The help of Lerato Phiri was invaluable when it came to Nan Kolè making connections with gqom artists in order to put the compilation together. Though he hasn’t visited Durban yet — but will do soon thanks to an cultural exchange project — he’s determined that his label can help put the city on the map as a vital music hub.

“I decided to run this label to make Durban’s gqom world-known. My aim is to spread the music of Durban to the world but at the same time keep it local. Durban needs to be known as, for example, Chicago is for juke and house. I want to bring Durban artists to Europe and help them improve in technologies and worldwide connections.”

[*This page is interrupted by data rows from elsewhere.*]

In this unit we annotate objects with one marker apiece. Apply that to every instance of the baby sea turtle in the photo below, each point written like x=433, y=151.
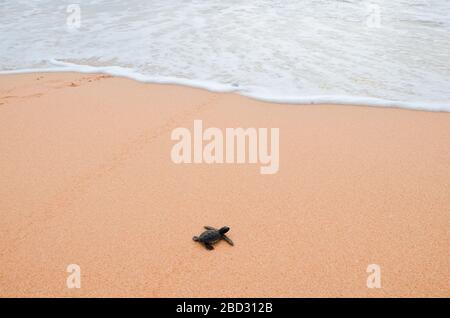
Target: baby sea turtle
x=212, y=235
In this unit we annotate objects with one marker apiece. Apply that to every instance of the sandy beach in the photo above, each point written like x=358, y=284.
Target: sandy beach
x=86, y=178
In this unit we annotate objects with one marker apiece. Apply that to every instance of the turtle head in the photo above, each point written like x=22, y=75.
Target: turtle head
x=224, y=230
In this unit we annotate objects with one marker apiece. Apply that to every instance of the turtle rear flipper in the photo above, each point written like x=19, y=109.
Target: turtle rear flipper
x=209, y=246
x=228, y=240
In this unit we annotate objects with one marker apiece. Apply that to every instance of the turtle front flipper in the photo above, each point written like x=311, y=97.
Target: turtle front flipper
x=228, y=240
x=209, y=246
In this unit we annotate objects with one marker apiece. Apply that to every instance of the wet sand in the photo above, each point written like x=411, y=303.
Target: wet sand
x=86, y=178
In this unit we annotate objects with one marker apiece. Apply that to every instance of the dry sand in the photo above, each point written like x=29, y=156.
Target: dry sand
x=86, y=178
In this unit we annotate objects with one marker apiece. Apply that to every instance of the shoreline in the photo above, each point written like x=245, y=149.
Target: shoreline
x=86, y=178
x=213, y=87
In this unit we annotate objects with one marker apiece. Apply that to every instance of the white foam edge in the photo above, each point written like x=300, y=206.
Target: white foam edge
x=224, y=88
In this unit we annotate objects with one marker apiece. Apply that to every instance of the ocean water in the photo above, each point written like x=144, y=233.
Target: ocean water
x=377, y=52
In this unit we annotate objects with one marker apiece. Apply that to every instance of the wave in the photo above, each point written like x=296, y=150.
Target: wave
x=258, y=94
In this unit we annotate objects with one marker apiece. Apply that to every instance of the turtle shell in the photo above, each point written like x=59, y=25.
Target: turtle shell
x=210, y=236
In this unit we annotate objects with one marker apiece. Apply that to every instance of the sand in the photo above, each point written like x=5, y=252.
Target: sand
x=86, y=178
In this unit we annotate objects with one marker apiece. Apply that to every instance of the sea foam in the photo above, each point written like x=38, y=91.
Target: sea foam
x=299, y=52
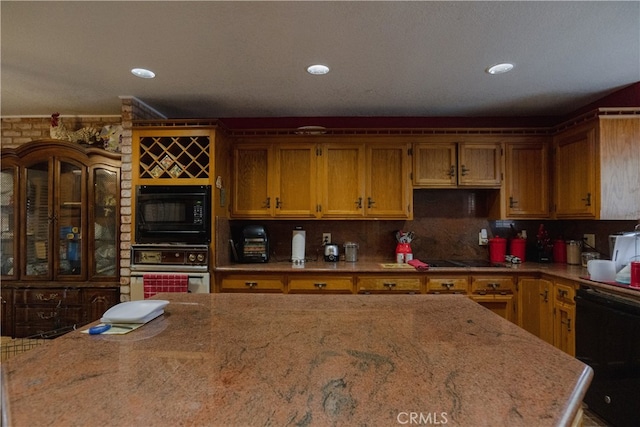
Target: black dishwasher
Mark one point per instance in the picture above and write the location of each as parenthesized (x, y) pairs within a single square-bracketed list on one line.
[(608, 340)]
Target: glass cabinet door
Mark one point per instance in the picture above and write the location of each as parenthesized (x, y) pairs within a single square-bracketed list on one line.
[(68, 220), (105, 211), (38, 218), (8, 221)]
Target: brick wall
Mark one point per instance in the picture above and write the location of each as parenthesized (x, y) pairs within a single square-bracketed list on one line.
[(18, 130), (132, 109)]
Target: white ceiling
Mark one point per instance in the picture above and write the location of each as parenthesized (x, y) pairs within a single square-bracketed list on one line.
[(248, 59)]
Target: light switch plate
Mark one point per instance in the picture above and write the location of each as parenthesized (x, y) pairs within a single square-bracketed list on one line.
[(590, 240)]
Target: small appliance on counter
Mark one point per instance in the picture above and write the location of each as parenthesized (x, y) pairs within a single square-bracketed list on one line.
[(331, 252), (253, 245), (351, 252)]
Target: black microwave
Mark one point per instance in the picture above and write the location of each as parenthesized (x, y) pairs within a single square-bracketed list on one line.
[(173, 214)]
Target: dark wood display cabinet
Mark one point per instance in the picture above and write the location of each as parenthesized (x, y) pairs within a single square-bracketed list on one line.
[(59, 236)]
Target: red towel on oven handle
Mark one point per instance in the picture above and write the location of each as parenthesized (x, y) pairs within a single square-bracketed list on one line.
[(157, 283)]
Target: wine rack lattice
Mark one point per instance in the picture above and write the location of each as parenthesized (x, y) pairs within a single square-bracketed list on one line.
[(173, 157)]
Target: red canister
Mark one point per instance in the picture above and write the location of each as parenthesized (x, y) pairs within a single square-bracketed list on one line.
[(560, 251), (497, 249), (517, 247)]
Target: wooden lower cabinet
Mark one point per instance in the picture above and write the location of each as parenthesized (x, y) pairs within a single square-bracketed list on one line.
[(497, 293), (548, 310), (328, 284), (535, 307), (502, 305), (388, 284), (252, 283), (564, 317), (447, 284), (47, 311)]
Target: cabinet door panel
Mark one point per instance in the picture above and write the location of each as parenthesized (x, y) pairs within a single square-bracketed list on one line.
[(105, 195), (527, 180), (435, 165), (342, 180), (576, 173), (69, 220), (38, 214), (251, 196), (479, 165), (388, 176), (9, 217), (295, 192)]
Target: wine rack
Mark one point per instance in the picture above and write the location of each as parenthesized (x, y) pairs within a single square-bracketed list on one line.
[(174, 157)]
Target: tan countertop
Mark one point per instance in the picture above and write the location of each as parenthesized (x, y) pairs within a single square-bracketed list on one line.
[(570, 272), (256, 359)]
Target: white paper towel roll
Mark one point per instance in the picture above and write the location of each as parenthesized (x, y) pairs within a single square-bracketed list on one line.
[(297, 246)]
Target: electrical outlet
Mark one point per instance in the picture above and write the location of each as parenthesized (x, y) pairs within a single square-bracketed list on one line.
[(589, 240), (326, 238)]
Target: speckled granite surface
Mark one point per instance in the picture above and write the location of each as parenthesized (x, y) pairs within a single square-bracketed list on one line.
[(246, 359), (572, 272)]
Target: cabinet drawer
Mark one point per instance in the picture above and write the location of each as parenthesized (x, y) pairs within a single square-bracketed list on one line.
[(492, 285), (389, 284), (47, 315), (46, 296), (565, 293), (250, 283), (448, 284), (321, 284)]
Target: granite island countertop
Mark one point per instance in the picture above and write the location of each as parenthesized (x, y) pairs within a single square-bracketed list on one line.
[(268, 359), (576, 273)]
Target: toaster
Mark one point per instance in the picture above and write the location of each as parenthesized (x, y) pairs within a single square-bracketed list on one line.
[(331, 253)]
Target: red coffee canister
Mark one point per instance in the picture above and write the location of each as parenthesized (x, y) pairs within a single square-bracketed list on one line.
[(518, 248), (560, 251)]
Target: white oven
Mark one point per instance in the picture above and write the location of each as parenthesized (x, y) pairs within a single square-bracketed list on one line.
[(160, 259)]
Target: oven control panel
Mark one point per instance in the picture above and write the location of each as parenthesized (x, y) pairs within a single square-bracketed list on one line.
[(150, 255)]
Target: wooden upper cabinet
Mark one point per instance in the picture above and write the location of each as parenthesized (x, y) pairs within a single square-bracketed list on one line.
[(252, 175), (479, 164), (342, 180), (310, 179), (387, 191), (526, 179), (274, 180), (442, 164), (576, 175), (435, 165), (596, 169), (294, 191)]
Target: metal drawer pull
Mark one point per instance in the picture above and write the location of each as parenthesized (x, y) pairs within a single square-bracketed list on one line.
[(43, 316), (545, 295), (41, 297)]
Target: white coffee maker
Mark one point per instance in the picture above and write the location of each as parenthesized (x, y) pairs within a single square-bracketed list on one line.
[(627, 247)]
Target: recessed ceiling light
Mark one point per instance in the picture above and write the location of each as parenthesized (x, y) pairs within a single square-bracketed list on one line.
[(143, 73), (317, 69), (500, 68)]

Though gqom is still a niche concern in Durban in terms of club play, and most of it is played in digital form by DJs at house parties and functions, the perpetual search for something fresh has made it catnip for audiences abroad, especially in the UK where more adventurous DJs are beginning to incorporate it into their bass, house and grime sets.

Emo Kid

“Personally I think right now there is a great desire for something new and fresh in European club culture, and the feeling of gqom is extraordinary,” says Kolè. “It’s really new vibrations that come from the opposite side of the world, from young guys that never listened to European electronic music. Gqom is pure in some way and on the cutting-edge of club music. The next step will be to see the dancefloor reaction to a strictly two or three-hour late-night gqom DJ set.”

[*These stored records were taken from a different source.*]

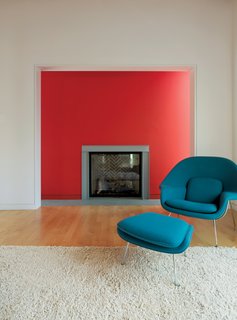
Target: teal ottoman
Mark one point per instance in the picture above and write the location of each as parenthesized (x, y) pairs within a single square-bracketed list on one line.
[(156, 232)]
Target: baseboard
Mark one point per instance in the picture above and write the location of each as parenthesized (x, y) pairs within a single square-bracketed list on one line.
[(17, 206), (102, 202)]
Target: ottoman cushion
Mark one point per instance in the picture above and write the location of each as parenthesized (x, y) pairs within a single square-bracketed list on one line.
[(156, 229)]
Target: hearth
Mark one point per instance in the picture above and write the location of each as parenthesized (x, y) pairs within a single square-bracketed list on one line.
[(115, 172)]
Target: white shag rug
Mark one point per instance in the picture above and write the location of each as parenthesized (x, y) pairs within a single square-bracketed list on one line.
[(90, 283)]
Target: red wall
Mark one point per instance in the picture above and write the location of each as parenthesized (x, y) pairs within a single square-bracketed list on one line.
[(111, 108)]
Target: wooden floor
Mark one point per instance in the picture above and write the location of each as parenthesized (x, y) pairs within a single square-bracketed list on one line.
[(93, 226)]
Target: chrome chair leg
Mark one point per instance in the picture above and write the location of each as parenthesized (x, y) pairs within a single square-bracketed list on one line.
[(125, 254), (233, 216), (215, 232), (175, 279)]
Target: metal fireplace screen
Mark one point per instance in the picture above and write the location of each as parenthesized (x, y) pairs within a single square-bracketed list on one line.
[(115, 174)]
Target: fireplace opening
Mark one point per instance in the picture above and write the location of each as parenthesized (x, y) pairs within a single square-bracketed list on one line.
[(115, 174)]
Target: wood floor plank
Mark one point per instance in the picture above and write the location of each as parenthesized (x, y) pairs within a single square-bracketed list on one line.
[(93, 226)]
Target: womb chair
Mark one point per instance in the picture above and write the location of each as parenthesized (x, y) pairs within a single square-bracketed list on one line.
[(200, 187)]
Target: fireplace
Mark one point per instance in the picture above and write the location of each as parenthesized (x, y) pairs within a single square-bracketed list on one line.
[(115, 172)]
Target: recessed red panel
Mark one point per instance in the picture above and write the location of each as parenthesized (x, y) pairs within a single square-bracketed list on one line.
[(111, 108)]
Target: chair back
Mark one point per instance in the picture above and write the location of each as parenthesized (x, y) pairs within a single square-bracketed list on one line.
[(215, 168)]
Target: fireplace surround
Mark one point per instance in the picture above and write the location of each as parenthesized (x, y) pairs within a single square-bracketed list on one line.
[(115, 171)]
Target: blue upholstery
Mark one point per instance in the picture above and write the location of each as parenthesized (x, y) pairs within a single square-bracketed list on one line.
[(200, 187), (206, 190), (156, 232), (192, 206)]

It seems entirely possible that gqom could achieve crossover status. Though it lacks the accessibility of kwaito or extremity of Shangaan electro, it’s precisely its rawness that sets it apart and will catch ears in the UK and worldwide. “That would definitely be a dream come true for me. The UK is one of the biggest music supporting places in the world,” says Emo Kid. “Being popular in the UK and other places abroad would be amazing. It will mean more shows, meaning more money made. Most definitely it has the potential to cross over. People love something fresh and new, and it also dominates the dancefloor. People dance like crazy when gqom plays. It is very powerful.”

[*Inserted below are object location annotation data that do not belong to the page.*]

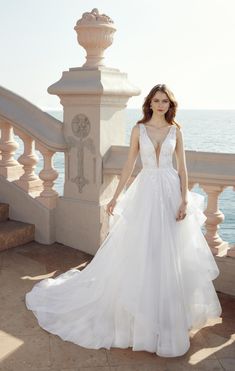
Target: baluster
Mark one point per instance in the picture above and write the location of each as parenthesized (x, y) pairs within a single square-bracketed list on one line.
[(231, 251), (29, 181), (214, 218), (9, 167), (48, 175)]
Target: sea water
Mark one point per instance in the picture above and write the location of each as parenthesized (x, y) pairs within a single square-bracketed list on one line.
[(204, 130)]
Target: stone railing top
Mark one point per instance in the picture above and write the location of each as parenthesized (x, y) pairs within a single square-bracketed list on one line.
[(28, 118)]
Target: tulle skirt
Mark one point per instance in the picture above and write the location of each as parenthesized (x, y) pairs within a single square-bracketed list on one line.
[(150, 281)]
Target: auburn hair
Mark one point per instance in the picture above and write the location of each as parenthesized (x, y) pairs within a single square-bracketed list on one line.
[(169, 115)]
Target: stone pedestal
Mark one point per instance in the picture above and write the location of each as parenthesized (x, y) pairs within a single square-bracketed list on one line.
[(94, 98)]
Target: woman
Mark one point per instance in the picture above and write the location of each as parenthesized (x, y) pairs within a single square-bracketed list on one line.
[(150, 281)]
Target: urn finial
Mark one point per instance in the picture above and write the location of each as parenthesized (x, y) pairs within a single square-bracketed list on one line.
[(95, 34)]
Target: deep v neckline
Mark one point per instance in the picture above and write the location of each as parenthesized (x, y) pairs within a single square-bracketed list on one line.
[(159, 144)]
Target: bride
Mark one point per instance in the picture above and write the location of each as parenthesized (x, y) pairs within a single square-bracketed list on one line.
[(150, 281)]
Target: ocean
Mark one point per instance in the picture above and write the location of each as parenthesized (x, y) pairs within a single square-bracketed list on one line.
[(204, 130)]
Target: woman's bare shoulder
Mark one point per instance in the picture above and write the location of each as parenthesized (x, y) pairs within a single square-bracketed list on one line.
[(135, 129)]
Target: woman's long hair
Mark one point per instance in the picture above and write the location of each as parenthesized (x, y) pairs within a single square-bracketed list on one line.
[(169, 115)]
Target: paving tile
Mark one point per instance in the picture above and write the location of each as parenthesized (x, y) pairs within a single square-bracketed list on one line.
[(98, 368), (118, 357), (24, 352), (66, 354), (140, 367), (228, 364), (212, 347)]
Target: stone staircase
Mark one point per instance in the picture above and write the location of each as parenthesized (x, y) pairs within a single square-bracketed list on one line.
[(12, 232)]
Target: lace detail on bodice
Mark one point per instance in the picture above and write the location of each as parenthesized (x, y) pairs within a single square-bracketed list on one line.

Citizen Boy, meanwhile, feels a sense of vindication that he can finally prove the doubters wrong. “I feel proud. The best thing about this is that I’m contributing towards gqom, and people around me used to tell me, ‘Leave this, it won’t get you anywhere, it won’t go anywhere, it will be stuck in Durban forever’, but I can get to rub it in their faces and say gqom is taking the world right now. It’s getting recognition now after all my hard work. I’m so happy that Durban has its own genre.”

Gqom Oh! The Sound of Durban Vol. 1 will be released on Gqom Oh! on January 29.